Joan held the script after Anisa had first declined to show up then, John had offered to read in her stead, and finally the stage magician stereotype had told Joan to read it in her stead instead.

You’d — he’d — been banking on her joining the RBB pitch board. Next step, perhaps. He would be all pre-amble, then, and save the post-amble for when he saw her.

“This is a problem that has been driving me crazy for the past 4 years.

“I assume you are all familiar with Gordian and Howard’s 799 paper on the simplification of geometric calculations via subatomic miasma?”

They were not, and Weathers (presumably. He was in his raven form), John and Carrion gave a respective head shake, a blank stare, and an annoyed stare. The anonymous stage magician was flabbergasted.
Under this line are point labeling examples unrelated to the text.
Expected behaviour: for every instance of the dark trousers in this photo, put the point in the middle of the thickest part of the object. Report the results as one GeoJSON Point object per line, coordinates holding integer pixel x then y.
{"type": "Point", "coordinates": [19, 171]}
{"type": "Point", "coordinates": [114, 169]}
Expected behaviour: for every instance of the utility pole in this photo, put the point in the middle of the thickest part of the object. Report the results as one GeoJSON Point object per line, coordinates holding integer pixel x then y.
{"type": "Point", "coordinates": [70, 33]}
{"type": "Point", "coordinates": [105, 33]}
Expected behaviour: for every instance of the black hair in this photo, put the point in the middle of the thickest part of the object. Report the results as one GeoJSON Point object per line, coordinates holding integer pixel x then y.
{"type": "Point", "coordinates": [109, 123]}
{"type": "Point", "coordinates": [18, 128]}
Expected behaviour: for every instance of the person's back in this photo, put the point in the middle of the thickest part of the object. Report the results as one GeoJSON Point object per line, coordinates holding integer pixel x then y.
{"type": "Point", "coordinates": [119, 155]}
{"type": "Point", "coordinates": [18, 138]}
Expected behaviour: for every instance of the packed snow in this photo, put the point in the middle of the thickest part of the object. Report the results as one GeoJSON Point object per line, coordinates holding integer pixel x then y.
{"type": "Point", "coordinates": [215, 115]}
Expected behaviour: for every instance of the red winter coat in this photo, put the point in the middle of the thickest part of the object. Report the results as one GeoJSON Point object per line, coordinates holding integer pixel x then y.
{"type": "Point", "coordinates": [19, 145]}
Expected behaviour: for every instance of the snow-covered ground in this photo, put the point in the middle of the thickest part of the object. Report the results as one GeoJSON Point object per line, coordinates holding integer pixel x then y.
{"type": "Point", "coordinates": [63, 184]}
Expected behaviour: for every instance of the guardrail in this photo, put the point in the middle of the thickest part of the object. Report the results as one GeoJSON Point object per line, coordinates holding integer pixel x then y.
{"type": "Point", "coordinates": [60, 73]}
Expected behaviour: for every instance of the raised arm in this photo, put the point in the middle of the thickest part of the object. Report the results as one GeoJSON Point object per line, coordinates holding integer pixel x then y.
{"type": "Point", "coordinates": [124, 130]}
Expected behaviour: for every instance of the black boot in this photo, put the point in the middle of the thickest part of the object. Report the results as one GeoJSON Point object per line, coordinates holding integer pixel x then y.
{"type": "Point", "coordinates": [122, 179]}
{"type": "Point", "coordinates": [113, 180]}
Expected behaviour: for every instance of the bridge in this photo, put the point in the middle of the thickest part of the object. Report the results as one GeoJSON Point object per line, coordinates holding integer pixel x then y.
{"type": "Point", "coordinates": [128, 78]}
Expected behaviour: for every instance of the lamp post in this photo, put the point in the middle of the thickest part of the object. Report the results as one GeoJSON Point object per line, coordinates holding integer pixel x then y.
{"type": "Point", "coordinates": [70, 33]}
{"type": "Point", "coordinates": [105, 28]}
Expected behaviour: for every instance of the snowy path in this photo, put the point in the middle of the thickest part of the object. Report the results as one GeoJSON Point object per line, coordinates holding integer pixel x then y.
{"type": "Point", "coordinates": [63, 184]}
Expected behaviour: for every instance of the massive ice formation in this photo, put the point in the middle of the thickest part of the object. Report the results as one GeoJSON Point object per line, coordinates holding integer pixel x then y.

“Oh. Well, you can use miasma to make your calculations affect eachother. This is particularly relevant when you’re trying to find the correct angle to pull things 4D. It’s always a bit in flux, so one of the biggest issues with flipping there without a fixed tether is actually finding the right angles. There are probably some improvements that can still be made, but the current implementation is, calculate the interval upon which a valid answer could lie, subdivide it into n selections, then randomly select from the n until you get it correct. If you massively increase the n, you can get some indication when you’re close, but often you have no idea until you hit it.”

“But Tessence,” said Joan, blandly, as scripted, “I thought going 4D was as simple as turning 90 degrees, why is there a big calculation for angle?”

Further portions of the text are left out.